Matakawau Point had a population of 120 in the 2023 New Zealand census, an increase of 18 people (17.6%) since the 2018 census, and an increase of 51 people (73.9%) since the 2013 census. There were 57 males and 63 females in 63 dwellings. 2.5% of people identified as LGBTIQ+. The median age was 61.9 years (compared with 38.1 years nationally). There were 9 people (7.5%) aged under 15 years, 12 (10.0%) aged 15 to 29, 63 (52.5%) aged 30 to 64, and 39 (32.5%) aged 65 or older.

People could identify as more than one ethnicity. The results were 92.5% European (Pākehā), 15.0% Māori, and 2.5% Pasifika. English was spoken by 100.0%, Māori language by 2.5%, and other languages by 5.0%. New Zealand Sign Language was known by 2.5%. The percentage of people born overseas was 17.5, compared with 28.8% nationally.

Religious affiliations were 32.5% Christian, and 2.5% Buddhist. People who answered that they had no religion were 65.0%, and 2.5% of people did not answer the census question.

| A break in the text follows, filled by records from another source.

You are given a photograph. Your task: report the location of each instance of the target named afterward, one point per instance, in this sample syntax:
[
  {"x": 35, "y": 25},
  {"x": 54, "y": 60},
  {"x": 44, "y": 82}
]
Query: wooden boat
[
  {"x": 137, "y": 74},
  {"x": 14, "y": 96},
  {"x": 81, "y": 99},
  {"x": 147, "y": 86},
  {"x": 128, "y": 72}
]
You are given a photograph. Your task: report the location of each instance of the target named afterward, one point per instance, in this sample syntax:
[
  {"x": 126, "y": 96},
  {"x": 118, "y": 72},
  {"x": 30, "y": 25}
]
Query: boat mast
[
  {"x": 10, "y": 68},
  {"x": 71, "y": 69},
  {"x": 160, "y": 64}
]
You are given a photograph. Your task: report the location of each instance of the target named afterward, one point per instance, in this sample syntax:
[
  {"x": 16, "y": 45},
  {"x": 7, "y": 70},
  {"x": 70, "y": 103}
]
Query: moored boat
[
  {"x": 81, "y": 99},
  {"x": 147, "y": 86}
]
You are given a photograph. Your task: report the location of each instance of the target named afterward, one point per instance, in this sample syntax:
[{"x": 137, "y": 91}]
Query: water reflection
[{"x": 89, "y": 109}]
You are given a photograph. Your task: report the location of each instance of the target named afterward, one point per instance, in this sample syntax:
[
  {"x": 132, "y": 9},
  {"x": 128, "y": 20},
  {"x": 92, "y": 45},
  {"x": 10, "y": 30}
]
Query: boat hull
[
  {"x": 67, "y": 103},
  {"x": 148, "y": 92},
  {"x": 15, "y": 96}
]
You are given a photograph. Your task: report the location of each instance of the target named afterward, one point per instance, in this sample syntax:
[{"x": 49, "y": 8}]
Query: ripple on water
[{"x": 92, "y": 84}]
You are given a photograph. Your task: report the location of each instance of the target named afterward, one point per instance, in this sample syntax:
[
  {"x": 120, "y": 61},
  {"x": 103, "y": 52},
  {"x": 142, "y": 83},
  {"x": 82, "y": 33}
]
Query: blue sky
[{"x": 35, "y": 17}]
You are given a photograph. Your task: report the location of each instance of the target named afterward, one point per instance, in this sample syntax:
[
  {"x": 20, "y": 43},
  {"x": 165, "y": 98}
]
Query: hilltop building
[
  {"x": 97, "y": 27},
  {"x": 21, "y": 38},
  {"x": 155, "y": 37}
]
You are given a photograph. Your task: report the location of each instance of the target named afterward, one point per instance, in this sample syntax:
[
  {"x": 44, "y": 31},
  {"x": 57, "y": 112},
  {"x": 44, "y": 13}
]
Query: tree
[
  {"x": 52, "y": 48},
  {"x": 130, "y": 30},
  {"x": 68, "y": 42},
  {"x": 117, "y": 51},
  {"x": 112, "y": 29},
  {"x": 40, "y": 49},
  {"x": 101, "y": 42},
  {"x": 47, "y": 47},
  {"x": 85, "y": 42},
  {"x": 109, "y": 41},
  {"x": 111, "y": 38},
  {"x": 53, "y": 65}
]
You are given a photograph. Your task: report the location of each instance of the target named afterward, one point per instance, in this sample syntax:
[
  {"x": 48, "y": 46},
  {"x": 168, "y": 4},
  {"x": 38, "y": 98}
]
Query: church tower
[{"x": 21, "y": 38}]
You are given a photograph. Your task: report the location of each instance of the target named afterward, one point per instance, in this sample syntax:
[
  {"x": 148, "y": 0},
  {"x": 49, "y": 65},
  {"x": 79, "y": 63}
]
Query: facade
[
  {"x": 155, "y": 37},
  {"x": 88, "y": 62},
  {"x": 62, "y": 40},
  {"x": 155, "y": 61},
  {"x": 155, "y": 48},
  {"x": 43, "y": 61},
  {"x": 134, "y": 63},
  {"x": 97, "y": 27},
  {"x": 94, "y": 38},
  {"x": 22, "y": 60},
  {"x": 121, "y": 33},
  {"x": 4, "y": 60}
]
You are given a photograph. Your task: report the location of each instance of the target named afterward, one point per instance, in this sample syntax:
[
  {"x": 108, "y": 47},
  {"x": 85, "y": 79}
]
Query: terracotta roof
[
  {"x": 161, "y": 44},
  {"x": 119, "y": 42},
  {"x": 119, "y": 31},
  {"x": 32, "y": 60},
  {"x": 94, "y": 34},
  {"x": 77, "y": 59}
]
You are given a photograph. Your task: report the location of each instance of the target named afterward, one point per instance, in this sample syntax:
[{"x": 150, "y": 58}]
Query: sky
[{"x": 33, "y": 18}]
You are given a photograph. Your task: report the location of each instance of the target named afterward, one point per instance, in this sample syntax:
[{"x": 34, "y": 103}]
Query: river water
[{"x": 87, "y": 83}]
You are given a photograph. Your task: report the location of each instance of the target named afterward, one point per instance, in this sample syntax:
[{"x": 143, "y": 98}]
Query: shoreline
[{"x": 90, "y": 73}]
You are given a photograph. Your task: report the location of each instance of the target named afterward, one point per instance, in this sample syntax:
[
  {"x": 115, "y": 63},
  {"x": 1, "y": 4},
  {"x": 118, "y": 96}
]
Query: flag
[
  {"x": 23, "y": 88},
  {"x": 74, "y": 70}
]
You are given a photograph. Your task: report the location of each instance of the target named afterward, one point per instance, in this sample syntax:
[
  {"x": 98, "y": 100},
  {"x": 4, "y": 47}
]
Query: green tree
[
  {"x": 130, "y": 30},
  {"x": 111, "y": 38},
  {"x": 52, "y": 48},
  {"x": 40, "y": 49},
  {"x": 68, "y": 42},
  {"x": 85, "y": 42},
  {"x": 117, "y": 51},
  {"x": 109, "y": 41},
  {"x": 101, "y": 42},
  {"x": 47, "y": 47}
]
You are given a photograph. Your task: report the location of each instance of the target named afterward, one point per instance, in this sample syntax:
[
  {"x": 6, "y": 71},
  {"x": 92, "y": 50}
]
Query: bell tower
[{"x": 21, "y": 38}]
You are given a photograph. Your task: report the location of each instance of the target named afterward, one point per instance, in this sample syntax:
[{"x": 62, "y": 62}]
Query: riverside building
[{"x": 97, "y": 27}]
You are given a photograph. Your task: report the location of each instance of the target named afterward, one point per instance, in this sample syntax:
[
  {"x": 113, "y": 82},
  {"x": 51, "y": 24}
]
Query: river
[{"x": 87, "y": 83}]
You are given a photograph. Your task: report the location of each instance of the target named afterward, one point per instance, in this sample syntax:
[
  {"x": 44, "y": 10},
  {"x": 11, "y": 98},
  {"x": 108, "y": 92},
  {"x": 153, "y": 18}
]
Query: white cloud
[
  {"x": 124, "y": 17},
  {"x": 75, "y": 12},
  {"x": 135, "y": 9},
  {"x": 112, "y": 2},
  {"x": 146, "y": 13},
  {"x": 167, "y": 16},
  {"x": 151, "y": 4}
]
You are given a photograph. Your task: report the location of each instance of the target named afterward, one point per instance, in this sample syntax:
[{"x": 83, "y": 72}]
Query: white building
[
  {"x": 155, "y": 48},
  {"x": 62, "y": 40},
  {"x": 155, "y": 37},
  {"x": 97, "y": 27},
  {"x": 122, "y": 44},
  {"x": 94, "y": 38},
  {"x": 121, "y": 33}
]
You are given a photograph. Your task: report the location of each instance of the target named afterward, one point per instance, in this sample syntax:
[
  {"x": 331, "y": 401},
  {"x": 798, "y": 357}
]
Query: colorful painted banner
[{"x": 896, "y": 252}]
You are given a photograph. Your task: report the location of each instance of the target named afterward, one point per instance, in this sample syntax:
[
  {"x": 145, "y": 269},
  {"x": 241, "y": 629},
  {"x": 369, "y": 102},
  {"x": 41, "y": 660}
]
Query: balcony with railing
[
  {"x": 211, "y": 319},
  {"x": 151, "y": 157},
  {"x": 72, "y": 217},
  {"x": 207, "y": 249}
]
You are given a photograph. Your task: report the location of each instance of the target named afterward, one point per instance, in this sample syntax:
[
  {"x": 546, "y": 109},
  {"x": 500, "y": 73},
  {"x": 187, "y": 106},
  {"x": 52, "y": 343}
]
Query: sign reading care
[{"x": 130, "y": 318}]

Of those at least 15 years old, 21 (18.9%) people had a bachelor's or higher degree, 69 (62.2%) had a post-high school certificate or diploma, and 24 (21.6%) people exclusively held high school qualifications. The median income was $36,600, compared with $41,500 nationally. 9 people (8.1%) earned over $100,000 compared to 12.1% nationally. The employment status of those at least 15 was that 45 (40.5%) people were employed full-time, 9 (8.1%) were part-time, and 3 (2.7%) were unemployed.